Barney Frank has always been a lightening rod, not only for the right-wing but also within the LGBT community itself. He's spoken out forcefully for gay rights, taking on homophobia in Congress, and has often been the target of nasty antigay attacks. (Who can forget when former House Majority Leader Dick Armey called him "Barney Fag" in 1995 in what the leader claimed was an innocent slip?)
But Frank incurred a torrent of criticism from many LGBT activists in 2007 when he and the Democratic leadership stripped protections for transgender people from Employment Non-Discrimination Act (ENDA) before it was passed. (It died in the Senate; Frank introduced a transgender-inclusive ENDA in 2009, and reintroduced it in 2011, but it never got a vote.) He excoriated the National Equality March -- organized in the fall of 2009 to put pressure on President Obama regarding his promises to the LGBT community -- telling me in an interview that it was "useless," and that the only pressure marchers would be putting is "on the grass" on the mall.
Several prominent LGBT voices weighed in on Barney Frank and his announcement that he would not be seeking re-election.
Playwright and AIDS activist Larry Kramer:
"Barney Frank's retiring is a great loss to the gay world. It's also a great loss to the economy of the country because he stood firm against all the highway robberies that are constantly being perpetrated against us, both gay and straight. But as a gay presence in Congress, he was not afraid to defend us, and I fear there aren't so many left in that cesspool of hate that will carry on doing what he did."
Robin McGehee, Get Equal, direct action group which organized protests of President Obama:
"Every time I have been to Washington, DC, it has been to organize -- whether for the National Equality March, passage of ENDA, or repeal of ["don't ask, don’t tell"]. And every time, Rep. Barney Frank has actively stood in the way of that work, denouncing and dismissing grassroots organizing while keeping pro-equality legislative processes in a shroud of mystery -- so much so that we weren't able to get a floor vote on ENDA even with a Democratic majority. Amidst all the laudatory statements about Rep. Frank's long career in public service -- and he has certainly had a long and distinguished career -- I think it's important to remember that we should hold all of our elected officials accountable to get us there."
Pam Spaulding, PamsHouseBlend.com
"Barney Frank's brilliant, acerbic wit -- it has withered many a person during town halls as well as colleagues when he spoke from this House floor -- will be missed.
Frank is a good example of the evolution of LGBT politicians at the federal level. Frank never ran as openly gay -- he was outed in a scandal that resulted in a formal House reprimand. He subsequently ran and was re-elected, and his LGBT advocacy grew out of that de-closeting experience. His junior colleagues -- Rep. Jared Polis and Rep. Tammy Baldwin -- ran initial campaigns out of the closet, a phenomenon that we now see much more frequently in this generation of LGBT politicians.

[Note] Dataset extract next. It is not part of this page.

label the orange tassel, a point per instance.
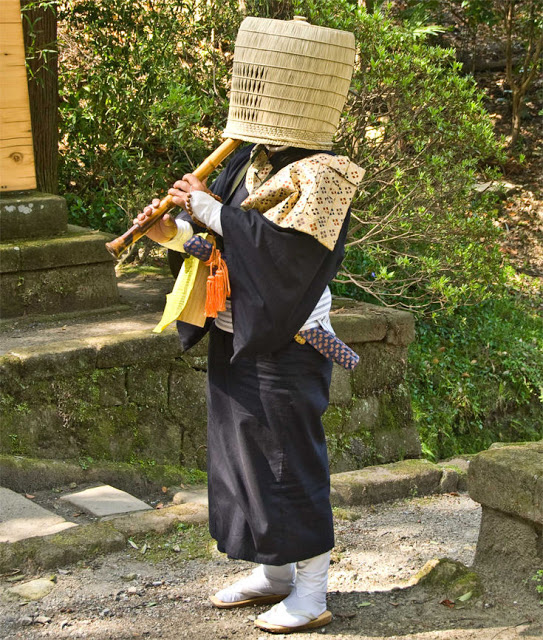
(218, 285)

Frank has had significant bumps in the road dealing with the transgender community, most notably in his position on an inclusive-ENDA in the past. It proved to be a very public and raucous learning experience for the congressman. It exposed the serious political and strategic gulfs that exist within the LGBT community. It also showed that it's difficult to serve as an out elected member of Congress (and therefore 'represent') and not step on land mines affecting our community."

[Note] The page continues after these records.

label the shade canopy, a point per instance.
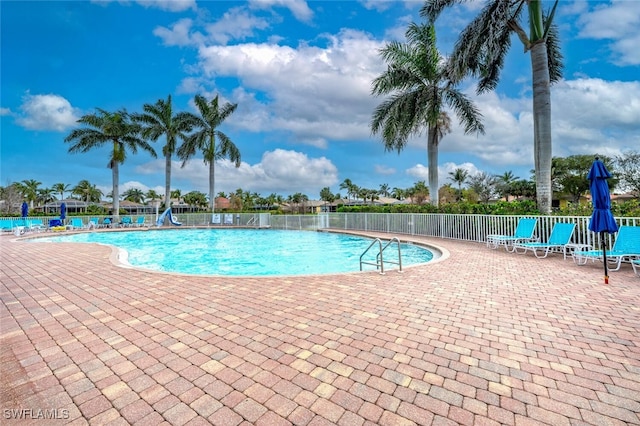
(602, 219)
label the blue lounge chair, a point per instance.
(636, 266)
(523, 233)
(558, 240)
(626, 246)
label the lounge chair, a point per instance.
(635, 264)
(35, 225)
(523, 233)
(626, 246)
(558, 240)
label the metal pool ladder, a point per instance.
(379, 264)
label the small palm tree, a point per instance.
(29, 189)
(60, 188)
(420, 87)
(158, 120)
(212, 115)
(504, 183)
(135, 195)
(109, 127)
(459, 176)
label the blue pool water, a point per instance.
(246, 252)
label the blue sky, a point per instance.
(300, 72)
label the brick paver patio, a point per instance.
(481, 337)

David Mixner, political strategist, activist author, At Home with Myself:
"Congress will seem empty and quiet without Barney Frank. Most importantly, another moral compass is leaving the institution. He will be missed by even those who haven't always shared the same opinions or strategies. A real giant in every sense."
John Aravosis, Americablog.com:
"I think he's presented an important image for the community, having openly gay members of congress. But it's not entirely clear what the openly gay delegation has done over the past several years. Our heroes on 'don't ask, don't tell' were all straight members of Congress, and a straight president."
Mara Keisling, National Center for Transgender Equality:
"While the relationship between Congressman Frank and transgender people has not always been smooth, the truth is that he has pushed very hard for trans rights in Congress and the administration over the last few years. Social justice work is largely about winning people to our side. As they become stronger allies, we have a moral and common sense obligation to embrace them and acknowledge their good work.
The effort and influence he has exerted for trans people has mattered and has moved us down the field. It will be somewhat harder to advance our cause in Congress with the Congressman gone, but justice will be won for trans, gay and bi people and Congressman Frank will have been a very important part of that."